Jen Michalski is author of the novel The Tide King (winner of the 2012 Big Moose Prize), the short story collections From Here (Aqueous Books 2013) and Close Encounters (So New 2007), and the novella collection Could You Be With Her Now (Dzanc 2013). She is the founding editor of the literary quarterly jmww a co-host of The 510 Readings, and interviews writers at The Nervous Breakdown. She also is the editor of the anthology City Sages: Baltimore, which Baltimore Magazine called a “Best of Baltimore” in 2010. She lives in Baltimore. Follow her on Twitter.
For part one of this conversation, click here.
JWL: So my next question: as a key novel element is an herb, saxifrage. How did it evolve in the germination of THE TIDE KING?
JM: I actually don’t remember why I initially was interested in the herb–it was the remnant of another novel I had started years before and was to be narrated by Heidi, who now doesn’t show up until much later in THE TIDE KING. She discovers her grandfather has this magical herb and must decide whether to use it to her own benefit later in life (ie, develop it pharmaceutically and sell it) or give it to a teacher who is dying of cancer but who had become sort of a surrogate mother to her before betraying her.

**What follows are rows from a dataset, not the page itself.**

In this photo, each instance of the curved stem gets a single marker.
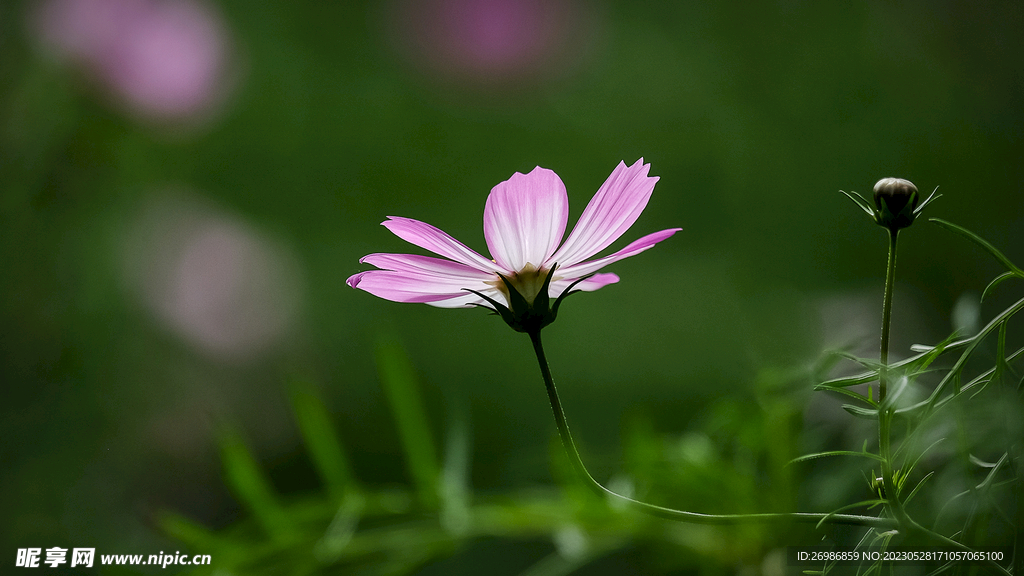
(671, 513)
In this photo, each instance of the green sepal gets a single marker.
(903, 218)
(525, 317)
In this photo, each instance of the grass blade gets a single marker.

JWL: I admire how you recycle/reinvent/repurpose a plot element from another project.
JM: Well, I have to think all authors are similarly frugal! In fact, Stanley and Johnson were a completely different novel I had started as well. I was reading an article in an old National Geographic about a father and son team who part of a team of wreck divers trying to locate the old WWII ship the Bismark. In an epigraph at the end of the article, I discovered that the son had died in a car accident shortly after this article went to press, and I thought it would make a good short story. But when I began to write it, Stanley the soldier emerged. When I was looking for another file on my computer the Heidi story popped up, and I began to see the possibility of the two stories completing each other somehow. It was as if I had all these beads and finally found the necklace that would string them together.
But why the herb, I don’t know. It was probably in a dream I had. Most of my work comes from dreams or a sentence, usually a first sentence, comes to me and I have to figure out the rest of the puzzle. Usually I puzzle it out in my head and then write down the “solution,” as it were.